Even Einstein with his TOR [theory of relativity] blows this one out of the water. Using his formula we get Energy by accelerating mass faster than the speed of light, not twice as fast but fast squared. therefore propter quo sic mass has gone beyond what nothing is said to not be able to do. The Universe's speed limit is broken, give mass a speeding ticket and call it's legal service, for the Universe cop's radar detector, detected mass soaring along at 34,700,983,524 billion miles per second or for those down under, 89,875,517,873.68176 billion kilometers per second.
If one was to believe nothing can go faster than the speed of light, and yet by accepting that Energy is mass going squared the speed of light, then the belief that nothing can go faster than the speed of light is a flawed belief system, simply because mass has been shown to go faster than the speed of light. We are not talking about light photons, here. We are talking about a set standard of measurement., albeit a light photon's speed in a vacuum, is used to set that speed standard for setting the speed limit.
Take said time measurements, now. Time dilation, sure, k ... impressive article, cept the professor spelt conterintuitive wrong, mayhaps he was writing his article at a diner and the waitress bent over to pour him a cup of coffee, ... idk.
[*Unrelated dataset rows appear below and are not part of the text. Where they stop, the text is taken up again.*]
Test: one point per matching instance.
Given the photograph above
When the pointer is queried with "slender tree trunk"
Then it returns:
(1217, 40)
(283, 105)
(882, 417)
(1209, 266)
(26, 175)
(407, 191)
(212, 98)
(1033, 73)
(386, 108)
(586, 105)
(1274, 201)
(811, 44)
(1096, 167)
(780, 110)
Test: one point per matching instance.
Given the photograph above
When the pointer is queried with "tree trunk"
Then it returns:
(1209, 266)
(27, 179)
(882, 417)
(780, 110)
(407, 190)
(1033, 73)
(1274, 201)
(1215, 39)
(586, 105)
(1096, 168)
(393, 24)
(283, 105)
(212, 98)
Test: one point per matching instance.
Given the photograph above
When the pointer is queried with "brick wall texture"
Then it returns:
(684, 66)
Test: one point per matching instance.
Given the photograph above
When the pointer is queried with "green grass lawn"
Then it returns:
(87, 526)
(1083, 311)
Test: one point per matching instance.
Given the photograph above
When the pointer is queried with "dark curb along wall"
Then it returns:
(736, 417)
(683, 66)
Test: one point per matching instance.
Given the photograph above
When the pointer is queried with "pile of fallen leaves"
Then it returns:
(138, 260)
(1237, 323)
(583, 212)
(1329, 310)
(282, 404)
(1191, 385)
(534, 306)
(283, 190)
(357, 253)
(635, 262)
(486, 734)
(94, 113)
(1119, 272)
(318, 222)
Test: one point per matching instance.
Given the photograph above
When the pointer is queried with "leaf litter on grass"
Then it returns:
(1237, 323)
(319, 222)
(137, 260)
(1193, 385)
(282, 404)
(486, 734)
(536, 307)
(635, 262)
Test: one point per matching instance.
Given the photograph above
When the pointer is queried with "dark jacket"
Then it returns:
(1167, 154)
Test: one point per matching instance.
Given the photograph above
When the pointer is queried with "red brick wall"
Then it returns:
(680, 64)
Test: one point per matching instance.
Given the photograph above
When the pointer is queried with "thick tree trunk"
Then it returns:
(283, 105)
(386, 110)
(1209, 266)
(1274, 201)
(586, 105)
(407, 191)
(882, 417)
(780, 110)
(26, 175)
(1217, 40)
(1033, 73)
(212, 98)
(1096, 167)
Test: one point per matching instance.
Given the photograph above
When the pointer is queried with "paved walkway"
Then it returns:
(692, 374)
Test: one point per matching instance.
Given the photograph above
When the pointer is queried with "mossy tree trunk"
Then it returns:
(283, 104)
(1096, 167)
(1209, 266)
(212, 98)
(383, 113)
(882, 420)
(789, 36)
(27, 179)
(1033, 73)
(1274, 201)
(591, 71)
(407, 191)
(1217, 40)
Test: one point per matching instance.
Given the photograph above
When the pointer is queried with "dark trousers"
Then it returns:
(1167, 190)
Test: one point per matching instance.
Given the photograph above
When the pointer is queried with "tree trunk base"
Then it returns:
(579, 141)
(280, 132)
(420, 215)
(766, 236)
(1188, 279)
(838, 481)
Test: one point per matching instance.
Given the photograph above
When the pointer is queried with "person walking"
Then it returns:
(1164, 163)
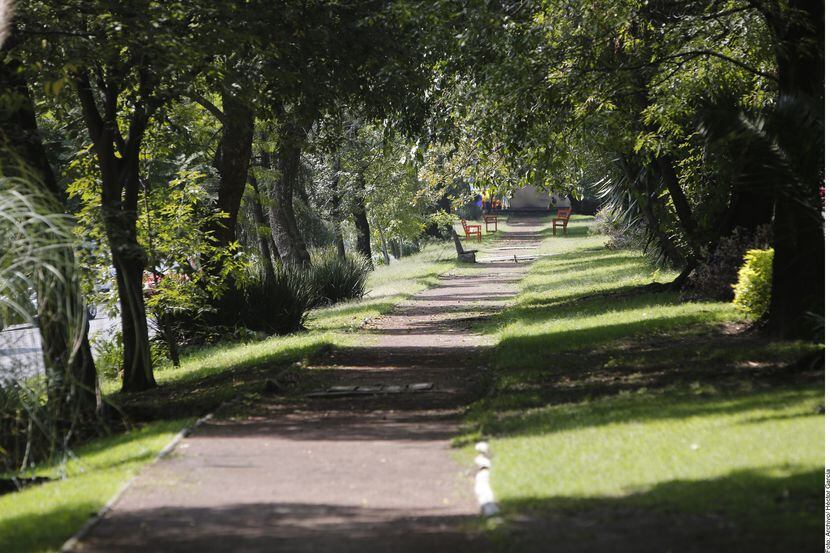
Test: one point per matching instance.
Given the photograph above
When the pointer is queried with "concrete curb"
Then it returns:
(70, 544)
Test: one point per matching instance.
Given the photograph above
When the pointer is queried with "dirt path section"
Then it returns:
(367, 473)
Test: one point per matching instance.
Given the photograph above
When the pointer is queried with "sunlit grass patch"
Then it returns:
(40, 518)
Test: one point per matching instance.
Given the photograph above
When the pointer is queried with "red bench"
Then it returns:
(470, 230)
(491, 220)
(563, 215)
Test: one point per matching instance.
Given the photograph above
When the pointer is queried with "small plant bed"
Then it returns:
(624, 419)
(40, 518)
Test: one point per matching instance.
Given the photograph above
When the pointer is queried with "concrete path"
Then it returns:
(358, 474)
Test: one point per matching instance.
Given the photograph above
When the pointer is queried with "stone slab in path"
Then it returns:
(350, 474)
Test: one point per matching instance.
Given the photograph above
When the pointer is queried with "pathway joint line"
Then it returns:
(70, 544)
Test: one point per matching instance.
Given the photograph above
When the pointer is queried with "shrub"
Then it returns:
(620, 234)
(278, 308)
(752, 292)
(715, 277)
(335, 278)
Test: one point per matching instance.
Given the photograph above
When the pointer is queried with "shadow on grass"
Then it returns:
(297, 524)
(203, 390)
(41, 518)
(755, 510)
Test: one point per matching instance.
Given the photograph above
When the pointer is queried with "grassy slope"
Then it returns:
(605, 397)
(42, 517)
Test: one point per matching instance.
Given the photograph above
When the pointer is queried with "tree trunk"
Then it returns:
(62, 352)
(646, 200)
(119, 206)
(668, 175)
(129, 260)
(361, 221)
(798, 233)
(263, 231)
(338, 241)
(232, 163)
(286, 233)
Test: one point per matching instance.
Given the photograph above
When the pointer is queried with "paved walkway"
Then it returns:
(361, 474)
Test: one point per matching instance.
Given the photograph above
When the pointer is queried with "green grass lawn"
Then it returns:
(609, 396)
(40, 518)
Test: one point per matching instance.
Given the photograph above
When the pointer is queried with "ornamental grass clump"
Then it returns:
(754, 287)
(278, 307)
(336, 278)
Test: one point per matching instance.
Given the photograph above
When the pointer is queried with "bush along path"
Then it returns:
(364, 466)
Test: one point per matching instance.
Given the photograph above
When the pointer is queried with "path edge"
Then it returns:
(488, 506)
(70, 544)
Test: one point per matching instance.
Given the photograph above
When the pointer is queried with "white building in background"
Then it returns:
(533, 198)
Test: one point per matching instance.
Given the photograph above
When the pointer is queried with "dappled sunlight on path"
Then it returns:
(369, 473)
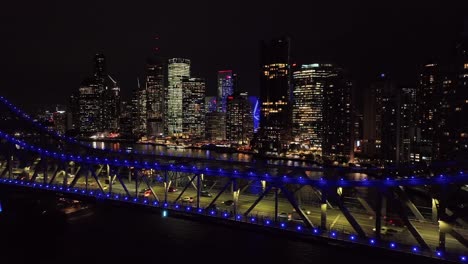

In my first post, I posit a query about a tennis/bob ball, of which a lego astronaut was the traveller. In my way of thinking, it dont matter if the little lego dude's onboard clock slows down, time itself does not slow down. Time on a linear timeline remains the same. The lego astronaut may have an illusionary perception that time slowed down for him, but although he was travelling within the tennis/bob ball, outside time did not change, not one iota. The galaxies did not speed up, and the Universe went about it's daily affair of expanding into nothingness. I argue that the acceleration may have an affect on machines, such as an atomic clock, but not on time itself. The measureing device I agree can have it's measuring apparatus circuit de-calibrate, but time, the linear foward movement of existance, remains constant. The "second", in miles per second [kilometers per second] used to denote a 1/60th of a minute is still a second, 1/60th of a minute.